Hydratation et nutrition à vélo : le bon rôle
Faut-il pour autant jeter ses poudres isotoniques ? Surtout pas. Le sel n'est pas la cause directe de la crampe, d'accord. Mais l'hydratation et les glucides comptent, en cascade : ils retardent la fatigue globale du corps. Et donc, mécaniquement, ils repoussent la défaillance neuromusculaire locale.
Le maître mot, c'est d'anticiper. Buvez par petites gorgées régulières et grignotez avant d'avoir soif ou faim. Sur une sortie de plus de deux heures, attendre d'avoir la bouche sèche, c'est déjà trop tard : la fatigue a pris de l'avance.
Sur une longue sortie, des glucides réguliers maintiennent le carburant dont vos muscles ont besoin pour bien fonctionner. Une boisson isotonique apporte à la fois de l'eau, des glucides et du sodium pour compenser la sueur, et sur les efforts intenses un gel ou une boisson énergétique donne un coup de carburant rapide.
Côté Decathlon, les boissons isotoniques couvrent ce besoin. Certaines formules sont plus chargées en sodium, pensées pour les efforts longs au-delà de 3 heures. Vous transpirez beaucoup ou vous partez sur de l'ultra-distance ? Les pastilles d'électrolytes remplacent le sel perdu, sans les sucres d'un gel ou d'une boisson énergétique.
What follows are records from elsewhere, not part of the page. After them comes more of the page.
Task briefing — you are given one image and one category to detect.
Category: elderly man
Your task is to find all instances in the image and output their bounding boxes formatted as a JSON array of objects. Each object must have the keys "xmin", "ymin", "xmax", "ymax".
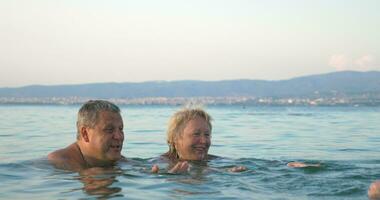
[{"xmin": 48, "ymin": 100, "xmax": 125, "ymax": 171}]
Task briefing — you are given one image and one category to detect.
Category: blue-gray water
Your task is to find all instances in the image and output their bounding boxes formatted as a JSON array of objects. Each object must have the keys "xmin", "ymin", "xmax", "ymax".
[{"xmin": 0, "ymin": 105, "xmax": 380, "ymax": 199}]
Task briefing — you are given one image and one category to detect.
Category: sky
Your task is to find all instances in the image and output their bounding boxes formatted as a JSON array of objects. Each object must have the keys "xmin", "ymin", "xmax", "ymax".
[{"xmin": 0, "ymin": 0, "xmax": 380, "ymax": 87}]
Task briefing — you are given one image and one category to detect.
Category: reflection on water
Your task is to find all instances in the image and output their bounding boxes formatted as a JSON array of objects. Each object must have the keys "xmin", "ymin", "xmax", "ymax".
[
  {"xmin": 0, "ymin": 106, "xmax": 380, "ymax": 200},
  {"xmin": 78, "ymin": 167, "xmax": 123, "ymax": 197}
]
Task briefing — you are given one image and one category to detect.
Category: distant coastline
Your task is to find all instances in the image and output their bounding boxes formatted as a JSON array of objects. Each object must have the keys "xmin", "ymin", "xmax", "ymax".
[
  {"xmin": 0, "ymin": 95, "xmax": 380, "ymax": 106},
  {"xmin": 0, "ymin": 71, "xmax": 380, "ymax": 106}
]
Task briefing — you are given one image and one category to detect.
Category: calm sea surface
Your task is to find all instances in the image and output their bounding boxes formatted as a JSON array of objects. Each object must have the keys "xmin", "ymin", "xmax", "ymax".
[{"xmin": 0, "ymin": 105, "xmax": 380, "ymax": 199}]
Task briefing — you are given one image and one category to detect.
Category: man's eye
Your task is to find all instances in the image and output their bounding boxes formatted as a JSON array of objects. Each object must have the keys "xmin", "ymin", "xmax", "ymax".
[{"xmin": 106, "ymin": 128, "xmax": 113, "ymax": 133}]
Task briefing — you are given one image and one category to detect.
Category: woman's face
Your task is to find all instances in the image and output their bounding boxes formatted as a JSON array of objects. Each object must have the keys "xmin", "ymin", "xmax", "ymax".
[{"xmin": 174, "ymin": 117, "xmax": 211, "ymax": 160}]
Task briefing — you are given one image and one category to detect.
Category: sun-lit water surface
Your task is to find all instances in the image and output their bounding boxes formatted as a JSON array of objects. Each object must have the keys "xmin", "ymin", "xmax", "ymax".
[{"xmin": 0, "ymin": 105, "xmax": 380, "ymax": 199}]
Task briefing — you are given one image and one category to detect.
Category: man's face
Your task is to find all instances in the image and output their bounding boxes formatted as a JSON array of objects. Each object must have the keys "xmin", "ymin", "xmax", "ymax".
[
  {"xmin": 88, "ymin": 111, "xmax": 124, "ymax": 162},
  {"xmin": 175, "ymin": 117, "xmax": 211, "ymax": 160}
]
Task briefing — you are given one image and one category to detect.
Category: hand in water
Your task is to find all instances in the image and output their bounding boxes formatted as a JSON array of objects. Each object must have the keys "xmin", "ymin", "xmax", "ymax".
[
  {"xmin": 368, "ymin": 180, "xmax": 380, "ymax": 200},
  {"xmin": 151, "ymin": 161, "xmax": 189, "ymax": 174},
  {"xmin": 228, "ymin": 166, "xmax": 247, "ymax": 172},
  {"xmin": 286, "ymin": 162, "xmax": 321, "ymax": 168}
]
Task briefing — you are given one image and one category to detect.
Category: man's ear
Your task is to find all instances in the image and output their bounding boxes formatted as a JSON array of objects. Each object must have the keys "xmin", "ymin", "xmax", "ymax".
[{"xmin": 80, "ymin": 126, "xmax": 90, "ymax": 142}]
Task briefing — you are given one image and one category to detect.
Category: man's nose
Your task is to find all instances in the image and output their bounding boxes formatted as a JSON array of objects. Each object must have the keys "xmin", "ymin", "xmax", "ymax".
[
  {"xmin": 113, "ymin": 130, "xmax": 124, "ymax": 140},
  {"xmin": 200, "ymin": 134, "xmax": 209, "ymax": 144}
]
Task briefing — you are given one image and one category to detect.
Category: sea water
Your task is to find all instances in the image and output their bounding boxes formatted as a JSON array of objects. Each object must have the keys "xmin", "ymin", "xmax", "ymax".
[{"xmin": 0, "ymin": 105, "xmax": 380, "ymax": 199}]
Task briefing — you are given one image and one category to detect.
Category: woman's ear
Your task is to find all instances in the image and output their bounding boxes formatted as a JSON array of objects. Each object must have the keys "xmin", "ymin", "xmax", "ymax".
[{"xmin": 80, "ymin": 126, "xmax": 90, "ymax": 142}]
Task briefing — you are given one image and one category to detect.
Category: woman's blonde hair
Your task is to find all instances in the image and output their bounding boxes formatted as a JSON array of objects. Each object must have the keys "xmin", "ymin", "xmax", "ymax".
[{"xmin": 166, "ymin": 108, "xmax": 212, "ymax": 157}]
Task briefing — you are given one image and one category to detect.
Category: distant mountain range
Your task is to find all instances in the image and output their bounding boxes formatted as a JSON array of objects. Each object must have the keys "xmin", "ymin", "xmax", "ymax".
[{"xmin": 0, "ymin": 71, "xmax": 380, "ymax": 99}]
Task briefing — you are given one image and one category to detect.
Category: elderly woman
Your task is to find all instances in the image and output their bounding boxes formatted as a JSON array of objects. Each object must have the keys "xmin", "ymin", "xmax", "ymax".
[{"xmin": 152, "ymin": 108, "xmax": 246, "ymax": 173}]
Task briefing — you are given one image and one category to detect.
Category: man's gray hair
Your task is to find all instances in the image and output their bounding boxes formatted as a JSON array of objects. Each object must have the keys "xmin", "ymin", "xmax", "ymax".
[{"xmin": 77, "ymin": 100, "xmax": 120, "ymax": 140}]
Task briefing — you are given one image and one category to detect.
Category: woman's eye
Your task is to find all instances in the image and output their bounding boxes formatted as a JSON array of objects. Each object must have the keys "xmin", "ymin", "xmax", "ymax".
[
  {"xmin": 106, "ymin": 128, "xmax": 113, "ymax": 133},
  {"xmin": 193, "ymin": 132, "xmax": 201, "ymax": 136}
]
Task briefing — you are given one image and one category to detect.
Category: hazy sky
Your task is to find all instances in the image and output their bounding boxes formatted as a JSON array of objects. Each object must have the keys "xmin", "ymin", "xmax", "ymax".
[{"xmin": 0, "ymin": 0, "xmax": 380, "ymax": 87}]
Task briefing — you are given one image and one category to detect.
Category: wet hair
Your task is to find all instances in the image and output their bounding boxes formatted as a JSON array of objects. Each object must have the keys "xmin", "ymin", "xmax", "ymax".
[
  {"xmin": 77, "ymin": 100, "xmax": 120, "ymax": 140},
  {"xmin": 166, "ymin": 108, "xmax": 212, "ymax": 158}
]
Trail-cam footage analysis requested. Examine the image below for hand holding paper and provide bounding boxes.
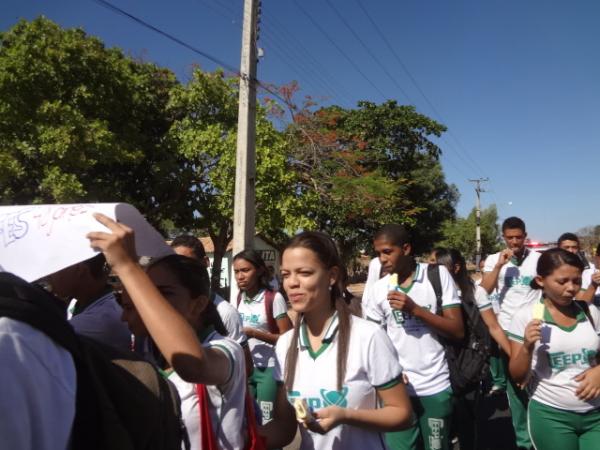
[86,213,138,272]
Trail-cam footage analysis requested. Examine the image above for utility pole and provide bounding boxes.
[229,0,260,301]
[469,178,489,272]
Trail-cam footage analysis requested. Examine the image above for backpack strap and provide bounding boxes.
[244,390,267,450]
[427,264,442,316]
[0,273,80,357]
[265,289,279,334]
[574,300,596,330]
[195,384,219,450]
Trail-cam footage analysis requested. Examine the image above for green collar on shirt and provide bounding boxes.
[198,325,215,342]
[398,263,421,294]
[299,311,339,359]
[540,298,587,331]
[242,289,265,304]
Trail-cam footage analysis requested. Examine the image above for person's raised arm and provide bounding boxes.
[480,249,513,294]
[508,319,542,383]
[87,214,230,385]
[479,308,511,357]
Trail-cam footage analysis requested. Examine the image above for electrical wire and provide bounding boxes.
[356,0,485,176]
[294,0,387,100]
[91,0,287,104]
[325,0,414,104]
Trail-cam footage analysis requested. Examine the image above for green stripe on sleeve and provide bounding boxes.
[210,344,235,384]
[505,331,525,344]
[366,316,381,325]
[442,303,460,309]
[373,374,402,391]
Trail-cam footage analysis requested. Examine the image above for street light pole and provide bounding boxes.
[230,0,259,301]
[469,178,489,272]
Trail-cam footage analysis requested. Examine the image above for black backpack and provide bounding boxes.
[427,264,491,395]
[0,273,185,450]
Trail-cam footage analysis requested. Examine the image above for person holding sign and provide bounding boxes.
[46,254,131,352]
[87,214,248,450]
[509,248,600,450]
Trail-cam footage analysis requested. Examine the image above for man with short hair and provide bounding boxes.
[481,217,540,449]
[171,234,248,346]
[46,253,131,352]
[556,233,600,303]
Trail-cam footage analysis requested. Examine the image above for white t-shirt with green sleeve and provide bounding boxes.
[475,285,492,311]
[273,312,402,450]
[368,263,460,396]
[237,289,287,368]
[483,249,541,331]
[169,330,246,450]
[508,302,600,413]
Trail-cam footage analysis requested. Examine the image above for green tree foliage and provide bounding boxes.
[284,91,458,260]
[0,18,176,227]
[437,205,500,259]
[168,70,312,283]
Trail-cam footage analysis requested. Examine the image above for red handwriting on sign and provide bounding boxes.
[0,209,30,247]
[31,205,94,236]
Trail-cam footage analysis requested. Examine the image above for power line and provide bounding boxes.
[91,0,287,104]
[356,0,484,178]
[258,7,354,105]
[294,0,386,100]
[224,0,354,105]
[325,0,413,103]
[199,0,347,106]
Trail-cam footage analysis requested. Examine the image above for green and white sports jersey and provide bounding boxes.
[508,303,600,412]
[274,313,402,450]
[169,329,246,450]
[237,289,287,368]
[368,263,460,396]
[483,250,541,331]
[475,286,492,311]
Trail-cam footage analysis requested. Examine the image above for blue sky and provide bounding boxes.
[0,0,600,240]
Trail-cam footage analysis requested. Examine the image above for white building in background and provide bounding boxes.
[198,235,281,288]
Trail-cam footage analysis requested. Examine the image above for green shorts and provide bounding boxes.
[248,367,277,425]
[385,388,452,450]
[527,400,600,450]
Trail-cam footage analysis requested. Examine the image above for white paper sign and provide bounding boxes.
[0,203,173,281]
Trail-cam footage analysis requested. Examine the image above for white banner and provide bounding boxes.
[0,203,173,281]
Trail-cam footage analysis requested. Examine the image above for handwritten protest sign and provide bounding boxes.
[0,203,172,281]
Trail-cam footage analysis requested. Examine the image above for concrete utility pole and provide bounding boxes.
[230,0,260,301]
[469,178,489,272]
Soyons clairs sur ce que font ces produits. Ils compensent les pertes et retardent la fatigue. Ils ne soignent pas une crampe. Les pastilles de sel, elles, n'apportent aucune énergie : jamais elles ne remplaceront un vrai ravitaillement.
Un mot de prudence : on les déconseille aux enfants, aux femmes enceintes, et aux personnes qui souffrent d'insuffisance hépatique ou rénale. En cas d'hypertension, on garde l'oeil dessus.
Pour caler tout ça sur vos sorties, le mieux reste d'en parler à un professionnel de la nutrition du sport.